A diferencia de la redacción original del precepto, la ahora aplicable ya no dice que no procede la indemnización cuando los costes se cubran con la condena en costas.
El art. 6.3 de la Directiva señala que '3. Además de la cantidad fija establecida en el apartado 1, el acreedor tendrá derecho a obtener del deudor una compensación razonable por todos los demás costes de cobro que superen la cantidad fija y que haya sufrido a causa de la morosidad de este. Esta podría incluir, entre otros, los gastos que el acreedor haya debido sufragar para la contratación de un abogado o una agencia de gestión de cobro.'
Es decir, los costes generados al acreedor por la demora, incluyen los honorarios de los profesionales contratados para cobrar, entre ellos, abogado y procurador. Y no se distinguen gastos pre procesales y gastos procesales, sin perjuicio de que, claro está, no pueda cobrar dos veces. Esos gastos son los generados por esa morosidad y se indemnizan, y son los que realmente se acrediten. Distinto de este concepto es el de las costas que se puedan tasar, es decir, la parte de esos gastos, en el proceso, que pueden repercutirse a la contraria si hay condena. Lo que pretende la Directiva y la Ley, a parte de terminar con la morosidad en estas operaciones, es garantizar la indemnidad del acreedor, lo que no puede depender de la tasación de costas o de que esta permita recuperar todo o parte de los gastos.

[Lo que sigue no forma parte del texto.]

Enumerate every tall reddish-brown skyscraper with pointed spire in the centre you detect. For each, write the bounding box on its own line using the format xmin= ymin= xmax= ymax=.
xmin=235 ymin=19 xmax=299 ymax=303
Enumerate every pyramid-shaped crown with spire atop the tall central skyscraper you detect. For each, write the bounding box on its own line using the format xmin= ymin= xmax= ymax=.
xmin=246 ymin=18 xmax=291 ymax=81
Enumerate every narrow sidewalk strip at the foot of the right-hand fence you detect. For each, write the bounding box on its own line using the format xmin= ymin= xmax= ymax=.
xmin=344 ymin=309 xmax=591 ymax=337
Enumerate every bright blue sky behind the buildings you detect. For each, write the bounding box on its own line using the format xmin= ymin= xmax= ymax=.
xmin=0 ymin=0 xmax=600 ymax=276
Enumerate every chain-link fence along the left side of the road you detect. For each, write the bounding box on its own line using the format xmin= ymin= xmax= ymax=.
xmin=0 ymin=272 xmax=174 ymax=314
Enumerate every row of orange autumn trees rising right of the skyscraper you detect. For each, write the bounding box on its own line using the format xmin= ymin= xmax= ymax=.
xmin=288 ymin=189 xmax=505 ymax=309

En este caso, sin embrago, se reclaman los gastos de cobro en vía administrativa aportando certificación de honorarios profesionales, que representan solo el 0,07 % de la cantidad reclamada que superaba los tres millones de euros. También es claro que, por sistema (son casi 2500 facturas generadas en los últimos 3 años), es preciso acudir a estas reclamaciones contra el SCS, pues no se paga en plazo legal.
En los supuestos de estimación o desestimación parcial de las pretensiones, cada parte abonará las costas causadas a su instancia y las comunes por mitad, salvo que el órgano jurisdiccional, razonándolo debidamente, las imponga a una de ellas por haber sostenido su acción o interpuesto el recurso con mala fe o temeridad.
Fallo
Las costas se imponen a la parte demandada.

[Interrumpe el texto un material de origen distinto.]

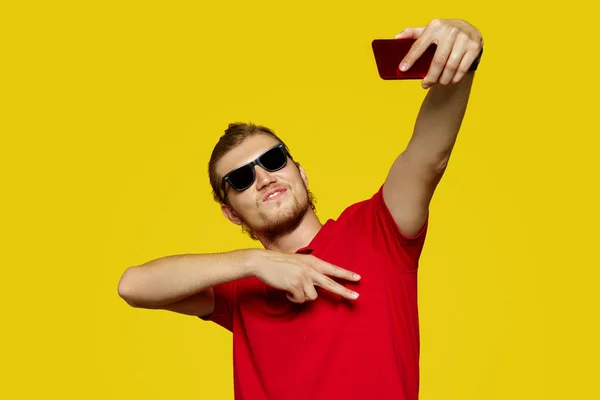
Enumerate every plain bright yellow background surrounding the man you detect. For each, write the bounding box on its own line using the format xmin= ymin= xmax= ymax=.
xmin=0 ymin=0 xmax=600 ymax=400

Notifíquese esta resolución al interesado, advirtiéndoles que contra la misma cabe interponer recurso de apelación ante la Sala de lo Contencioso Administrativo del Tribunal Superior de Justicia, mediante escrito razonado que deberá contener las razones en que se fundamente, y que deberá presentarse ante este Juzgado, en el plazo de quince días, a contar desde el siguiente a su notificación. Para la interposición de dicho recurso es necesaria la constitución de depósito en la cuenta de depósitos y consignaciones del Juzgado de acuerdo con lo establecido en la disposición adicional decimoquinta de la LOPJ y por el importe previsto en tal norma, lo que deberá ser acreditado a la presentación del recurso.
Así por esta mi sentencia, de la que se expedirá testimonio para su unión a los autos, lo pronuncio, mando y firmo.
PUBLICACIÓN: Leída y publicada fue la anterior sentencia por el Ilmo. Sr. Magistrado-Juez que la suscribe, estando celebrando audiencia pública en el día de su fecha.